Walking Through Setting Up A TLSA Record for DNSSEC/DANE

In a post titled “DNSSEC and Certificates” today, Shumon Huque provides a nice walk-through of the steps needed to get set up with a TLSA record in DNS to tie a SSL/TLS certificate into the global chain-of-trust created by DNSSEC. First, though, he explains very succinctly why we should care about security issues related to current certificate authorities (CAs) and how the new DANE protocol helps address this.

He then steps through what he had to do with openssl to create the appropriate TLSA record for his existing SSL certificate (and points out the availability of Paul Wouters hash-slinger tool to make this even easier).

It’s good to see posts like this explaining the process and we’ll be looking to add tutorials like this to our site as we continue to expand our DANE coverage in the weeks and months ahead.
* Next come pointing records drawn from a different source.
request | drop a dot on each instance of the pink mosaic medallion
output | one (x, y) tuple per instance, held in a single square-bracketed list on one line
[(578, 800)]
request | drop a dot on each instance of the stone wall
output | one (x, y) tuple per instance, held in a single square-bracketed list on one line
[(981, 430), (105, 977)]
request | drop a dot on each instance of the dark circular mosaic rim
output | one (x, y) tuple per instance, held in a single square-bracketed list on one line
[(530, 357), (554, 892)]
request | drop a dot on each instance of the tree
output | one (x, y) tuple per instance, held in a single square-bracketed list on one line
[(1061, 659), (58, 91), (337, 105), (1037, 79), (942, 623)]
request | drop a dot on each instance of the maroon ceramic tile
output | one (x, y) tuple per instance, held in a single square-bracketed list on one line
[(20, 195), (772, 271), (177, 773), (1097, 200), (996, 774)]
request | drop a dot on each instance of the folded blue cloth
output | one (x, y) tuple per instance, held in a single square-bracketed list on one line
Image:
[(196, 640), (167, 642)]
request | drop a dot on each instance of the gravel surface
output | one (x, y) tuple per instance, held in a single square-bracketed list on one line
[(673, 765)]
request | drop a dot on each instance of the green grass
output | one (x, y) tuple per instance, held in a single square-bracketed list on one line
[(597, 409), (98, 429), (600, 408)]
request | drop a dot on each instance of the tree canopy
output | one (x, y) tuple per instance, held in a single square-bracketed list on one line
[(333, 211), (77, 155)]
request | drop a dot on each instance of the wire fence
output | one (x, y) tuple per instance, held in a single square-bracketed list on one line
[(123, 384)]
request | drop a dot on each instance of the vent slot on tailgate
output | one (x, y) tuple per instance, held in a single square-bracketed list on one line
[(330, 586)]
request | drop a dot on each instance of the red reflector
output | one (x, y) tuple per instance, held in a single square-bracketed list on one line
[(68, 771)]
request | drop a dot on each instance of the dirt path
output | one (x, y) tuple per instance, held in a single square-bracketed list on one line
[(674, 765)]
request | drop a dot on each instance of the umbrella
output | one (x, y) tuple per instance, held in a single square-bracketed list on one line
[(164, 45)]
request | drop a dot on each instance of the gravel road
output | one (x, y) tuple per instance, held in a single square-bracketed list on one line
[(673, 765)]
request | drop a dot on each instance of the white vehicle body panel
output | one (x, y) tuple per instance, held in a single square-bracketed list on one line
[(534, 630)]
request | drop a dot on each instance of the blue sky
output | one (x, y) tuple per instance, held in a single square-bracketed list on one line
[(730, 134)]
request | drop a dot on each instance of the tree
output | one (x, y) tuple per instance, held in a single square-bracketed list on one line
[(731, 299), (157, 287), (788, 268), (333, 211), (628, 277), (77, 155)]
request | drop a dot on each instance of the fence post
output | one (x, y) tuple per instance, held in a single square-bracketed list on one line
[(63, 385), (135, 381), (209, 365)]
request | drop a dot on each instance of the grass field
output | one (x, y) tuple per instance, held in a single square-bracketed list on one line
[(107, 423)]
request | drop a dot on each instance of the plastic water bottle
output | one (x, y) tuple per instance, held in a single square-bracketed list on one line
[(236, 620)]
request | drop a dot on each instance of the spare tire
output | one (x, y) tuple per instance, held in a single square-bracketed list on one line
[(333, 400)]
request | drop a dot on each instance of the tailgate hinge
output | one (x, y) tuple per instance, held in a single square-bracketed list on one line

By the way, Shumon will be one of the speakers at our ION San Diego conference on December 11th.  If you want to learn about DNSSEC and IPv6 topics and can get to San Diego, we’d definitely suggest you consider attending!

P.S. We’ve added Shumon’s site to the list of DANE test sites that developers can use to test out new DANE applications.

Oct 10

21 Sites You Can Use To Test DANE Support (DNSSEC + SSL/TLS)

Have you been working on an application that uses the new DANE protocol to combine the encryption of SSL/TLS with the strong integrity protection of DNSSEC? Have you been looking for a way to test your application with a variety of different test cases? If so, we’ve started compiling a list of sites that are currently publishing the TLSA records used by DANE. You can find the list at:

http://www.internetsociety.org/deploy360/resources/dane-test-sites/

As you’ll see on that page, we currently have sites listed for the following protocols and situations:

  • HTTP – Valid TLSA Record With Valid CA-signed TLS Certificate
  • HTTP – Valid TLSA Record With Valid Self-signed TLS Certificate
  • HTTP – Valid TLSA Record With Invalid CA-signed TLS Certificate
  • HTTP – Invalid TLSA Record
  • HTTP – Valid TLSA Record With Invalid DNSSEC Signature
  • SMTP
  • XMPP/Jabber

If you are currently publishing TLSA records, please do let us know and we’ll be glad to add your site to the list. In these early days we’d like to make it as easy as possible for developers to find sites with which they can test their apps.

Thanks – and we’re looking forward to seeing the wide deployment of DANE enabling a much more secure Internet!